278 S.W.2d 179, 1955 Tex. App. LEXIS 2604
CourtCourt of Appeals of Texas
DecidedMarch 24, 1955
Docket3246
StatusPublished
Cited by5 cases

This text of 278 S.W.2d 179 (Roberson v. Allstate Insurance Company) is published on Counsel Stack Legal Research, covering Court of Appeals of Texas primary law. Counsel Stack provides free access to over 12 million legal documents including statutes, case law, regulations, and constitutions.

Bluebook
Roberson v. Allstate Insurance Company, 278 S.W.2d 179, 1955 Tex. App. LEXIS 2604 (Tex. Ct. App. 1955).

Opinion

TIREY, Justice.

This is a suit on an automobile insurance policy brought by the owner of the automobile and the mortgagee against the insurance carrier. The trial court sustained defendant’s motion for summary judgment and the plaintiffs have appealed. The cause is here by virtue of an order of the Supreme Court equalizing the dockets of the Courts of Civil Appeals.

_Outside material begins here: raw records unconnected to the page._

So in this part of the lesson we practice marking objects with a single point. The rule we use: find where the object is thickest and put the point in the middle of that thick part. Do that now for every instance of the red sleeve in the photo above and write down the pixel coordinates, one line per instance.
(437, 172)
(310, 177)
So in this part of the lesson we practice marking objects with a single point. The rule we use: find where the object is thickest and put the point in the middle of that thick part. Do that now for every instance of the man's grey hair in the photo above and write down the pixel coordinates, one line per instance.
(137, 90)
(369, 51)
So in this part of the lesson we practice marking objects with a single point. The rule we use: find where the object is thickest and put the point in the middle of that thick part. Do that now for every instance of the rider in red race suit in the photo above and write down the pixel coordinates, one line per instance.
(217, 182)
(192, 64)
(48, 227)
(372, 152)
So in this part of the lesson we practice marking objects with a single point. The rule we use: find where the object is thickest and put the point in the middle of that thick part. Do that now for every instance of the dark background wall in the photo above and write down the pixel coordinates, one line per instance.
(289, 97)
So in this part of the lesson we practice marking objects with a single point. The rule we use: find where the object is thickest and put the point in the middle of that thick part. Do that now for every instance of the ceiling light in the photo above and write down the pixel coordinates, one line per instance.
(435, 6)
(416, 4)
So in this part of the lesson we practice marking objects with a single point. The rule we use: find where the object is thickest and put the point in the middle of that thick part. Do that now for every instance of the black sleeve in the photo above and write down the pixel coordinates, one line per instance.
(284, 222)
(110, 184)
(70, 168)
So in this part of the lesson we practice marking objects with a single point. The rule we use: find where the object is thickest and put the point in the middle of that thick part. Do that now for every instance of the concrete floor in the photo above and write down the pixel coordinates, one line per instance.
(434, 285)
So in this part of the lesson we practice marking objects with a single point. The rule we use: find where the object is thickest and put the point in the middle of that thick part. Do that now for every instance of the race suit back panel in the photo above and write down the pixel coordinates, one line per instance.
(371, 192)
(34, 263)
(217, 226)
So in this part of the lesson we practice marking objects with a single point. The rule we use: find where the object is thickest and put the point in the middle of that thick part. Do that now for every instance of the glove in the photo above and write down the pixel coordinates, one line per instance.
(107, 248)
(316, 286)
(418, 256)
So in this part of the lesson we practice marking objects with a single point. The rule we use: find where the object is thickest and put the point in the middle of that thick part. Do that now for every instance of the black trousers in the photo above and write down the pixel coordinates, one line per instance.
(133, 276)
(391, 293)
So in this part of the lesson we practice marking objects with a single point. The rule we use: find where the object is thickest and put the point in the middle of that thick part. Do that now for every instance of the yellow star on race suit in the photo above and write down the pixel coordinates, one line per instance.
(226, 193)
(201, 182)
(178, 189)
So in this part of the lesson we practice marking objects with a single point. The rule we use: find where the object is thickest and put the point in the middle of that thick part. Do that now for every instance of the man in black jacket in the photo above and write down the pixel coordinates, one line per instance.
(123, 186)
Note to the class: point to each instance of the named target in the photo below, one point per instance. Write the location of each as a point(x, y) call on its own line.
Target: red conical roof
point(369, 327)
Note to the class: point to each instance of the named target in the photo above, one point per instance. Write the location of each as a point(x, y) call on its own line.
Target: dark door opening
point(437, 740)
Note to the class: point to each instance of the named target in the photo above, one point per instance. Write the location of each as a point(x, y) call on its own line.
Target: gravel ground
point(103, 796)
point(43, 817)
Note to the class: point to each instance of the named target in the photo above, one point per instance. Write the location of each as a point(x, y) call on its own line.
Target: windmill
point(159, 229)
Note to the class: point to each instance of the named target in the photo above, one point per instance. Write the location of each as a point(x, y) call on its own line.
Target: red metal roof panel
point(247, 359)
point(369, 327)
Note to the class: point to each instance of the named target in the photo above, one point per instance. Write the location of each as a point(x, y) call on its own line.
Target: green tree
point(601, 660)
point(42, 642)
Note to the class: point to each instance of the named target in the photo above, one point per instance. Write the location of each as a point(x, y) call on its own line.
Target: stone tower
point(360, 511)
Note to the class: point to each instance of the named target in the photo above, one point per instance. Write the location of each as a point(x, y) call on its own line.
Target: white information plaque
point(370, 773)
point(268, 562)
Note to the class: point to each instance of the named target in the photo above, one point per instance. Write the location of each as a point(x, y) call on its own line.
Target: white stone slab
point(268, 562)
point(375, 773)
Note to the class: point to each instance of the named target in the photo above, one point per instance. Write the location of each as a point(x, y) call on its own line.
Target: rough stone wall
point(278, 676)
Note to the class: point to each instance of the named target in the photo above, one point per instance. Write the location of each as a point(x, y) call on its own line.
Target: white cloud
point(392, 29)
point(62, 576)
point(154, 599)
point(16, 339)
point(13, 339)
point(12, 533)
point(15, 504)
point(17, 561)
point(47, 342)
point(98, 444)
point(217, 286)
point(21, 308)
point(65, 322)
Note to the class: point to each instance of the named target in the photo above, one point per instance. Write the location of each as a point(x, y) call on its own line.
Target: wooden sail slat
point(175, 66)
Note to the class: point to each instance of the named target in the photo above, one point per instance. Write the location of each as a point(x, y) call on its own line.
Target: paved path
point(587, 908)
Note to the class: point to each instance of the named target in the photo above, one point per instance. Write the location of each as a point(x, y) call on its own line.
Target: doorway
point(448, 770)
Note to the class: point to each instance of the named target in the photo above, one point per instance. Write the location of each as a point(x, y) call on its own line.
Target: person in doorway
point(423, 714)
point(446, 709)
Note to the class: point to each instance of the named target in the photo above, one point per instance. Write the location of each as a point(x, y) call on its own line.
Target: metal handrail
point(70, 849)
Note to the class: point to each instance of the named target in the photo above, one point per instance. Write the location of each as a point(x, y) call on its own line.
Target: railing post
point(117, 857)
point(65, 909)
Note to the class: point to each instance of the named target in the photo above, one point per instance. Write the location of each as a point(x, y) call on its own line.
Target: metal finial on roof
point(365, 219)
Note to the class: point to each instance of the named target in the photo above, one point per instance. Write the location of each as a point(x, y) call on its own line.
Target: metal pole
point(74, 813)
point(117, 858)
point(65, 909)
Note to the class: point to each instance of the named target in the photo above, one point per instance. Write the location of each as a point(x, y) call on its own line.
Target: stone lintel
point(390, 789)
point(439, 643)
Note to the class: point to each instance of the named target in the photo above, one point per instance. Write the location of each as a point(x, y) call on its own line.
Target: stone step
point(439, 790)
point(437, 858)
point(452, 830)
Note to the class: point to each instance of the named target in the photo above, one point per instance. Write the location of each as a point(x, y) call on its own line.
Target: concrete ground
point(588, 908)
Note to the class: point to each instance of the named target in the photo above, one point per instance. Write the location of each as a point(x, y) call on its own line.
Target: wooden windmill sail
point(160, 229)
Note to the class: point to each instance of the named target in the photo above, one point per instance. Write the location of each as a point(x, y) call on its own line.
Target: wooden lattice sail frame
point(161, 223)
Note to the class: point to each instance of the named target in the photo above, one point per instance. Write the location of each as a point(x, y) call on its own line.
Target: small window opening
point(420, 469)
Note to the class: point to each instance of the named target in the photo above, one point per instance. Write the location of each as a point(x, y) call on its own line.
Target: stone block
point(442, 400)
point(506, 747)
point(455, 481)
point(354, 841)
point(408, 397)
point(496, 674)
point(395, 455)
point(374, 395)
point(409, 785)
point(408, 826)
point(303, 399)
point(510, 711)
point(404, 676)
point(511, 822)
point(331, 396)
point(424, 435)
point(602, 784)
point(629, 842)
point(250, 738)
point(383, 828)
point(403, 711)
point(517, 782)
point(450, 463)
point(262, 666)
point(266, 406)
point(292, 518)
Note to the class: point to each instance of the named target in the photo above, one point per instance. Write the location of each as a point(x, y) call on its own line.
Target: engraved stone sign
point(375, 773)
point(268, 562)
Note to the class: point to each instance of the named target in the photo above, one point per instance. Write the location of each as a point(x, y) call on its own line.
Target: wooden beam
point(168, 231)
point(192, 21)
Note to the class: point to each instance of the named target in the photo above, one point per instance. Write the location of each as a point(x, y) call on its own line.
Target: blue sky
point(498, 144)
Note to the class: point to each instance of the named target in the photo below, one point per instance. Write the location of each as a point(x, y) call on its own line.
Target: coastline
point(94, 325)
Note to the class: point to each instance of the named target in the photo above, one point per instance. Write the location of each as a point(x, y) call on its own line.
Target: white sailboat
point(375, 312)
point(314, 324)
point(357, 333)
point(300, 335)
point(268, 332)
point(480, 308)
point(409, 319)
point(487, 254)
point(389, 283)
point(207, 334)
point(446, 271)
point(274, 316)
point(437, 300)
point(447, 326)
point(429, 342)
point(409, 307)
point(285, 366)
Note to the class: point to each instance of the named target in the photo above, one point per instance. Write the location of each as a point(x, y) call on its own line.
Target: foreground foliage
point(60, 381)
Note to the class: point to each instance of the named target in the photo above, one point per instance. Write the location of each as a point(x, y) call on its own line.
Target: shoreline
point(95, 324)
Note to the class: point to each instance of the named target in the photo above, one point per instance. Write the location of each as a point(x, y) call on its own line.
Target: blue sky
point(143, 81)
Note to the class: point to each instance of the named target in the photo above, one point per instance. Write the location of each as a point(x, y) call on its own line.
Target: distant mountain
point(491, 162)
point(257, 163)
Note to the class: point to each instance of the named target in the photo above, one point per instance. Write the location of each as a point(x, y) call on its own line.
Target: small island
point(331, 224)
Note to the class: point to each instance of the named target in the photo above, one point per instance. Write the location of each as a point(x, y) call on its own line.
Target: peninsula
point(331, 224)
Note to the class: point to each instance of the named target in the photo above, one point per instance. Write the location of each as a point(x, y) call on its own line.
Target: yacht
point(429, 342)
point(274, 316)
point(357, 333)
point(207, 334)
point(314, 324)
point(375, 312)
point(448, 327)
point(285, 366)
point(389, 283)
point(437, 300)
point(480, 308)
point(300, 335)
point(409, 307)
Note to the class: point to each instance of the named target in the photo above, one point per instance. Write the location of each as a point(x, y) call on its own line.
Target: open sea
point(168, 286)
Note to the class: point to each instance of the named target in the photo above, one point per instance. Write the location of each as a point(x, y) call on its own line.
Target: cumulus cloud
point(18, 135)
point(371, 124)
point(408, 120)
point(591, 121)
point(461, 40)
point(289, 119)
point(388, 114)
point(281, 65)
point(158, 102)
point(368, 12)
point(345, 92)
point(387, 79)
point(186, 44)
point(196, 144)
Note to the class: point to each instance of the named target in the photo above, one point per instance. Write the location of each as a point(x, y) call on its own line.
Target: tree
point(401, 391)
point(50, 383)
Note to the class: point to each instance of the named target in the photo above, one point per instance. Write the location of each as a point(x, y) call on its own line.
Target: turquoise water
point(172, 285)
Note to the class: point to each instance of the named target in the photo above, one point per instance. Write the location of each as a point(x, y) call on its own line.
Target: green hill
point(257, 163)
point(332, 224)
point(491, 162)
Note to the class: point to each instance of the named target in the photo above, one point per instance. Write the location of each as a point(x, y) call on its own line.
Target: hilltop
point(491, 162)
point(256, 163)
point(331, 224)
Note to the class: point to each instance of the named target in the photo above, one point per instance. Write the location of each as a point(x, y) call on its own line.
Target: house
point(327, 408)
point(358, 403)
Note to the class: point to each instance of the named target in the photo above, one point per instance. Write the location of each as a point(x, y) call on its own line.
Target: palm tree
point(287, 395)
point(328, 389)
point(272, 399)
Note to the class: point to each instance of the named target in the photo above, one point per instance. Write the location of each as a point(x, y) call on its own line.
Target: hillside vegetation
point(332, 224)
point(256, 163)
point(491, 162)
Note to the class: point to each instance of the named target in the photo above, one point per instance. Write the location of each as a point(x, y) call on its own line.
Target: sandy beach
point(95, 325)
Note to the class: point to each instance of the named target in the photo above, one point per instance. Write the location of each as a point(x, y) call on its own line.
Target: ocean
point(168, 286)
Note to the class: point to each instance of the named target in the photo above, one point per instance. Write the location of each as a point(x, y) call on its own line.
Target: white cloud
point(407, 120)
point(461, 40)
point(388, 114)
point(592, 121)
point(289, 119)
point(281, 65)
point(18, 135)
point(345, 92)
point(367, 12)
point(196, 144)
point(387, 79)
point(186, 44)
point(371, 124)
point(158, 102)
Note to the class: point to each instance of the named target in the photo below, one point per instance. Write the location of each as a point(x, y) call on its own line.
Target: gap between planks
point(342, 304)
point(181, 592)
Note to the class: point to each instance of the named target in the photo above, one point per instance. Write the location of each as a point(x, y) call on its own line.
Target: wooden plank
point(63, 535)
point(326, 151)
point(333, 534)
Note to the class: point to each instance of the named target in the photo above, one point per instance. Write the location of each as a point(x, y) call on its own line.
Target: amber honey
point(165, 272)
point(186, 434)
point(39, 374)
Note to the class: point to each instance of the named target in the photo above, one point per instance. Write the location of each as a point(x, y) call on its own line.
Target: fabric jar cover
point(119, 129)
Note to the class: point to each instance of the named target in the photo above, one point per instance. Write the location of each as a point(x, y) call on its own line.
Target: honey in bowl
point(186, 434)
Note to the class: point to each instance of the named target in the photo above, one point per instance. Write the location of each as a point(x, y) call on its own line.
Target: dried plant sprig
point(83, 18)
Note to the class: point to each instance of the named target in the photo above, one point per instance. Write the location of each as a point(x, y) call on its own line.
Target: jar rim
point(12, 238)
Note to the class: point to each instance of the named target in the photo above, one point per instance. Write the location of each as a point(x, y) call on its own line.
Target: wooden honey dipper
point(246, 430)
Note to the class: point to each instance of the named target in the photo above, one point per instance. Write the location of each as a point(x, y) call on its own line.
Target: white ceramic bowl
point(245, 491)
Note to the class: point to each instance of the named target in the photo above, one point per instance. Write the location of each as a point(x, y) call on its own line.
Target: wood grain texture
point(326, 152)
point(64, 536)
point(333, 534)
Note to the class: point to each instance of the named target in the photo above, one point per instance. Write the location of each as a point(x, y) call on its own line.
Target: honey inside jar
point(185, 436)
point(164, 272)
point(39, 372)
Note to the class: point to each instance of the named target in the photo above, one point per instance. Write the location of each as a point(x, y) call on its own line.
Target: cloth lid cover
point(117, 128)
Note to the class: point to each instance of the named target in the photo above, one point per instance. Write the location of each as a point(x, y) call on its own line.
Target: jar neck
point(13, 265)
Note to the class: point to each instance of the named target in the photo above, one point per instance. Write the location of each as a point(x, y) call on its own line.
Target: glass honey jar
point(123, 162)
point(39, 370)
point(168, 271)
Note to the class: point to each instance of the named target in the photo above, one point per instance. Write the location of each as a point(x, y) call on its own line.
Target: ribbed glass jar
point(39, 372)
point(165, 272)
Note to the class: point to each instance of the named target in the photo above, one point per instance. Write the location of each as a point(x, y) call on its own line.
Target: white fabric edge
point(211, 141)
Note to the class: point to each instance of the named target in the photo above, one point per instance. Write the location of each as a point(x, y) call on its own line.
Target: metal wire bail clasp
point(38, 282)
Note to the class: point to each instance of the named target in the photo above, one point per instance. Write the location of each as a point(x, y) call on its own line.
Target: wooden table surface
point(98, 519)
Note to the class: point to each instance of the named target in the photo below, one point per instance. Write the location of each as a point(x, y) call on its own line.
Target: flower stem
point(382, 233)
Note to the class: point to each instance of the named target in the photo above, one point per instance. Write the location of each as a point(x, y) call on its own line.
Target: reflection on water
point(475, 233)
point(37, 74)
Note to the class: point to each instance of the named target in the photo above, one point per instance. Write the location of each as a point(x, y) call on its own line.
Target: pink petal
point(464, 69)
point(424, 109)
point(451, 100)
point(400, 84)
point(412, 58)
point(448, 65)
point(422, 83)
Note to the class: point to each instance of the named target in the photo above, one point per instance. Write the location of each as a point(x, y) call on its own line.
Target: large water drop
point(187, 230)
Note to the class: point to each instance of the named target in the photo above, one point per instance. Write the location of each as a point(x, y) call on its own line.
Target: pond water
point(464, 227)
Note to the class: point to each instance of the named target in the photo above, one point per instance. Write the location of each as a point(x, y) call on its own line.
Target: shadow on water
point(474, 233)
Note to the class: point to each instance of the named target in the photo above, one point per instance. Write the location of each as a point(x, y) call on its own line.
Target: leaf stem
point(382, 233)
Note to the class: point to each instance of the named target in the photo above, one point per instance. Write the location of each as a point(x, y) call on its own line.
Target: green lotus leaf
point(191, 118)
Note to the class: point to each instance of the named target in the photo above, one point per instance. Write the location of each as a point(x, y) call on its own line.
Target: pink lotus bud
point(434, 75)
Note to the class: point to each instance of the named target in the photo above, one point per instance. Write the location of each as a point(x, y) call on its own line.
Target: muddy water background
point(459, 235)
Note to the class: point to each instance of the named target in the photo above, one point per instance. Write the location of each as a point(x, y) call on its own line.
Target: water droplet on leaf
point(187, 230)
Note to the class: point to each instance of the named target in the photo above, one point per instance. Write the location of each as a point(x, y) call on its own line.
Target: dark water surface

The judgment is assailed on three points, and they are substantially: (1) the .court erred in rendering judgment for defendant and against the -mortgagee because as a *180 matter of law under the undisputed facts the insurance policy was not cancelled as against the mortgagee; (2) because the court erred in holding that there.was an absence of any material issue of fact and in rendering judgment for the insurance carrier because a material fact issue was raised as to whether the insurance premium was actually paid to the defendant company; and (3) because the court erred in holding that there was an absence Of any material issue of fact because .there was a fact issue as to whether defendant insurance carrier actually mailed the notice of cancellation to the plaintiff Roberson and there was the further fact question as to whether such notice was received by Roberson. Appellee’s counter points are substantially: (1) the court correctly held that the mailing of the notice of cancellation by the appellee to the insured Roberson at the address shown in the policy was an effective cancellation both as to him and to the loss payee or mortgagee; (2) the court correctly held that the affidavit submitted by appel-lee showed conclusively that notice of cancellation had been mailed to Roberson at the address shown in the policy more than ten days prior to the effective date of cancellation and more than eleven days prior to the collision loss, thereby effectively cancelling the policy prior to the collision loss; and (3) the affidavit of Mrs. E. A. Roberson does not raise an issue of fact as to the cancellation of the policy.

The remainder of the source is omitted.